When onions are growing, they use sulfur from the soil to create a compound that can easily turn into a gas. This helps deter insects and animals from feeding on them. When we cut into an onion, the cell walls are damaged. This releases the sulfur compound and enzymes that react, releasing a gas (syn-propanethial-S-oxide) into the air. When the gas comes in contact with the water in our eyes, it is converted into sulfuric acid. The sulfuric acid is what causes the eyes to sting, burn, and release tears. White, yellow and red onions have higher concentrations of the enzymes needed to create this gas. Sweet onions and green onions (scallions) have lower concentrations.

Our eyes have nerves that detect anything that’s potentially harmful. When our eyes react to the sulfuric acid, they release tears to try to flush it out. Some people are more sensitive to the gas and sulfuric acid than others. So, some people will tear more when cutting onions than others. But it’s helpful to know that onions pose no serious threat to the health of our eyes.

How to Reduce Tearing When Cutting an Onion
(1) First, place the onion in the freezer for 30 minutes or in the refrigerator for at least 2 hours before cutting it. Why chill an onion? The optimal temperature for the onion enzymes to do their job of protecting the bulb from predatory damage is 104°F. Our normal body temperature isn’t far from that. So, chilling the onion prior to cutting, takes it far below its optimal temperature, reducing its ability to cause tearing when cut.

(2) Refrain from cutting the root end until last, if at all. The root end of the bulb contains the highest concentration of the compound that cause tearing. So, when we cut the onion top first, peel it, then cut from the stem end downward, we’re minimizing the release of the enzyme that causes the tearing.

(3) Sweet onions have less of the sulfur compound in them, which means that cutting them will be less likely to make your eyes tear. If a sweet onion will work in your recipe, considering switching to the sweeter variety as an alternative.

(4) Another alternative would be to buy frozen, pre-chopped onions. This would save the time and possible agony of cutting fresh onions for cooking. If fresh onion is needed, consider using green onions (scallions), Spring onions, or sweet onions, rather than yellow, red, or white onions.

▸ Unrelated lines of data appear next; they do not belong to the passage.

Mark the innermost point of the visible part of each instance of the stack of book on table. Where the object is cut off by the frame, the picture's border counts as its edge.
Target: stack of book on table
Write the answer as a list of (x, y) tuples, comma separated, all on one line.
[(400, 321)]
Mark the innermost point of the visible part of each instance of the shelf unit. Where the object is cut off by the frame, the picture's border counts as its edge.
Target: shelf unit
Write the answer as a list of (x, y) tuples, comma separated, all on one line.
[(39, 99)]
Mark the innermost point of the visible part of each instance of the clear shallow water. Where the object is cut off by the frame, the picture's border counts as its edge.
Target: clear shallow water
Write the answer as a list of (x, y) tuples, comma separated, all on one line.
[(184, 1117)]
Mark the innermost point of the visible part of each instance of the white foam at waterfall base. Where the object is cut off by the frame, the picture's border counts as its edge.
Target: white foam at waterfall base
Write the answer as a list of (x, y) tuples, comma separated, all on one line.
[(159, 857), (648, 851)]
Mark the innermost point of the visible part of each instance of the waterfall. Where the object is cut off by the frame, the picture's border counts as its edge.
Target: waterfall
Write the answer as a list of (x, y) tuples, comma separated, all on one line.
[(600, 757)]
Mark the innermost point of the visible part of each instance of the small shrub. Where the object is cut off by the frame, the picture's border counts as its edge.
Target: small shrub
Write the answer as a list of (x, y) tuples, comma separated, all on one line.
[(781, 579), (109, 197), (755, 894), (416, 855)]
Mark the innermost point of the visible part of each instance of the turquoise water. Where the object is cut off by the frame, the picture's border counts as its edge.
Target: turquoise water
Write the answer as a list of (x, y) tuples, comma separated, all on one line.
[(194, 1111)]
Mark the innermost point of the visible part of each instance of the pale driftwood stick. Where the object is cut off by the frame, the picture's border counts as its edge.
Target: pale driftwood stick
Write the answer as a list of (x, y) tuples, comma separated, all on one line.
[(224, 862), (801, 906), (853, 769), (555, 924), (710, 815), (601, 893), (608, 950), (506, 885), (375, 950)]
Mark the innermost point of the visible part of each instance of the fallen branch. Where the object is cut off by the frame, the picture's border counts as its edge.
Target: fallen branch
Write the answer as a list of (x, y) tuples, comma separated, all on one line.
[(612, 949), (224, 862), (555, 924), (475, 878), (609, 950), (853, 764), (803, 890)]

(5) When all else fails, invest in a pair of goggles to protect your eyes. Onion goggles, swimming goggles, or laboratory/safety goggles are all options to consider. Remember to consider the size of your head and if you routinely wear glasses when buying any goggles.

Resources
https://food.unl.edu/article/cooking-onions-without-crying

https://www.onions-usa.org/all-about-onions/trivia/

https://food52.com/blog/25677-how-to-cut-onions-without-crying

https://www.webmd.com/eye-health/news/20170705/why-chopping-onions-makes-you-cry

 

About Judi

Julia W. Klee (Judi) began her journey enjoying “all things food” in elementary school when she started preparing meals for her family. That love of food blossomed into a quest to learn more and more about health and wellness as related to nutrition. She went on to earn a BS Degree in Food and Nutrition, then an MS Degree in Nutrition. She has taught nutrition and related courses at the college level to pre-nursing and exercise science students. Her hunger to learn didn’t stop upon graduation from college. She continues to research on a regular basis about nutrition as it relates to health. Her hope is to help as many people as possible to enjoy foods that promote health and wellness.